Pour commencer, j’ai beaucoup aimé l’idée de base du roman, cette reconstitution de l’histoire d’une personne et de sa famille à partir d’objets personnels. La reconstitution faite par Trevor est d’abord minutieuse, « scientifique », il scanne certains objets et les décrits dans des lettres adressées à un certain « Monsieur ». Mais il se laisse emporter peu à peu et commence à imaginer des choses, des dialogues, des évènements. La frontière entre la « réalité historique » et l’imaginaire est de plus en plus floue et le lecteur lui-même ne sait plus vraiment où il en est, c’est assez réussi.
La Première Guerre Mondiale a un rôle assez important dans cette histoire, elle en est en quelque sorte la toile de fond. L’auteur a bien su retranscrire la dureté de l’hiver dans les tranchées, ainsi que la dureté des combats avec l’utilisation pour la première fois d’armes lourdes dans un conflit. Mais mis à part l’évocation de ce conflit, la dimension historique reste finalement assez peu présente. Le roman nous donne néanmoins une bonne idée de ce que pouvait être une vie de femme dans les années 1920, cantonnée au foyer et aux tâches ménagères.
Le personnage de Louise est intéressant, c’est une femme moderne avant l’heure. Elle n’a pas la foi, n’hésitant pas à blasphémer à l’occasion ou à faire de fausses confessions au curé ! Mais c’est surtout une femme passionnée, qui rêve d’une vie intense alors qu’elle s’ennuie dans la sienne, privée même du bonheur d’avoir un enfant. Mais si j’ai aimé la regarder évoluer, je ne me suis pas vraiment attachée à elle. Il y a aussi quelques personnages secondaires attachants comme la jeune Garance à qui elle donne des cours de piano, et d’autres intrigants comme Xavier, son voisin.

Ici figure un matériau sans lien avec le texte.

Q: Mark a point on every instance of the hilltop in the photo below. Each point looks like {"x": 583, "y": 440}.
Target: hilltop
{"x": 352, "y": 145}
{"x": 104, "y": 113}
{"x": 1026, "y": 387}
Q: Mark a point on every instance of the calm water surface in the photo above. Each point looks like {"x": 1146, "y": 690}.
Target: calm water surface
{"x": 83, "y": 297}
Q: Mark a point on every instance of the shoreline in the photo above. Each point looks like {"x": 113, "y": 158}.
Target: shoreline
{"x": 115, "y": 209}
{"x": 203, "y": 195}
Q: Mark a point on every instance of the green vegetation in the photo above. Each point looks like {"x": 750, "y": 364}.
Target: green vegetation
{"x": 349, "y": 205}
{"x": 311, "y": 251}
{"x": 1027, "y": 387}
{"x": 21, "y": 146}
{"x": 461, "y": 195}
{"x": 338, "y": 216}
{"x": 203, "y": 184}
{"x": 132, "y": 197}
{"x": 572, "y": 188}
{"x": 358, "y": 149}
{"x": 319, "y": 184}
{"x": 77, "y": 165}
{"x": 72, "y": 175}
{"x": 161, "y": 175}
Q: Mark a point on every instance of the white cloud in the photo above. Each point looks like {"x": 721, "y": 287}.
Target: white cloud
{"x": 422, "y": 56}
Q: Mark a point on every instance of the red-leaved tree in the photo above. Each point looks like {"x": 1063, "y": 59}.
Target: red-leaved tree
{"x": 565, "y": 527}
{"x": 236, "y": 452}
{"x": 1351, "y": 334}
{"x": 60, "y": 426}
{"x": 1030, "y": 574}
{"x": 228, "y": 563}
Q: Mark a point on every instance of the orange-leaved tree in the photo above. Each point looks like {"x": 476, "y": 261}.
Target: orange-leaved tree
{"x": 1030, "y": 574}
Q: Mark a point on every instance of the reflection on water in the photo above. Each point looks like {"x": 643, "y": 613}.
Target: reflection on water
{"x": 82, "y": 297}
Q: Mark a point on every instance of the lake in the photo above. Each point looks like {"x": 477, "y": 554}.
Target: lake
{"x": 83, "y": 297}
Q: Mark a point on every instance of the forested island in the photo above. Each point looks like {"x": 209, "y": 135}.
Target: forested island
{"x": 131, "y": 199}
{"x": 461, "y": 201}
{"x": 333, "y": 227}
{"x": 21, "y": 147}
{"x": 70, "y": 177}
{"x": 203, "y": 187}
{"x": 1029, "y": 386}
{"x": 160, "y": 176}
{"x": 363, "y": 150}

Quant aux personnages du présent, Trevor et la secrétaire de l’université, ils manquent cruellement de corps et d’épaisseur. Ils sont délaissés par l’auteur, et le lecteur ne peut ni les connaître ni s’y attacher. Et c’est bien là mon principal regret avec ce roman : on se concentre sur le passé jusqu’à en oublier la « vraie vie », celle de Trevor et Josiane. J’aurais aimé que le présent soit plus approfondi, que le lien entre le passé et le présent soit beaucoup plus exploité qu’il ne l’est.
L’écriture d’Elena Mauli Shapiro est agréable, on se laisse porter par ses mots. Elle alterne les modes narratifs en introduisant un certain nombre de lettres dans son récit, ce que j’ai apprécié. Elle se montre également douée pour raconter les passions qui animent Louise, et pour écrire quelques scènes érotiques bien menées qui émaillent le roman. Le vocabulaire est bien choisi, je n’ai rien relevé qui soit anachronique ou déplacé.
J’ai donc aimé l’expérience originale de lecture que j’ai vécue avec ce roman, appréciant le principe de la reconstitution historique. J’ai également apprécié ce personnage de femme prisonnière d’une condition qui ne lui plaît pas. Je regrette néanmoins que le présent soit délaissé, que le personnage de Trevor ne soit qu’un prétexte pour raconter l’histoire de Louise.